Advancements in ALK Inhibition: The Preclinical Performance of WX-0593

The study introduces a new ALK inhibitor, WX-0593, which targets the ALK protein, a type of tyrosine kinase enzyme linked to various cancers, including non-small cell lung cancer (NSCLC). The EML4-ALK fusion is a key driver in about 5% of NSCLC cases. The research presents the first findings on WX-0593's effectiveness.

The methodology involved measuring WX-0593's impact on various ALK mutations and EGFR mutations using kinase assays, and assessing its ability to hinder the growth of cancer cells in several cell lines. The inhibitor's effect on ALK signaling was studied in NCI-H3122 cells. The antitumor efficacy was tested in four different models of NSCLC, including patient-derived xenograft (PDX) and cell-derived xenograft (CDX) models. The compound's pharmacokinetic and pharmacodynamic properties were evaluated through western blot analysis of treated tumor tissues for various biomarkers.

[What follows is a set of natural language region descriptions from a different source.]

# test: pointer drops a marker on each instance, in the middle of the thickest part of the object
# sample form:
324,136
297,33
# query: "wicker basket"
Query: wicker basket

The results showed that WX-0593 had strong enzymatic activity against ALK and EGFR mutations with low IC50 values. It demonstrated significant anti-proliferative effects in the tested cell lines, and western blot analysis confirmed its ability to inhibit key proteins involved in ALK signaling. In the PDX and CDX models, WX-0593 significantly reduced tumor growth at all tested doses. The tumor samples also indicated that the compound's antitumor effects were due to its inhibition of ALK signaling pathways.

In conclusion, the study identified WX-0593 as a potent second-generation ALK inhibitor with oral bioavailability. It effectively inhibits both wild-type and crizotinib-resistant ALK, exhibiting robust antitumor activity in preclinical models. The findings suggest that WX-0593 is a promising candidate for further clinical development.

The study was presented by Liu Xile and colleagues at the American Association for Cancer Research Annual Meeting in 2018, with the abstract published in the Cancer Research journal.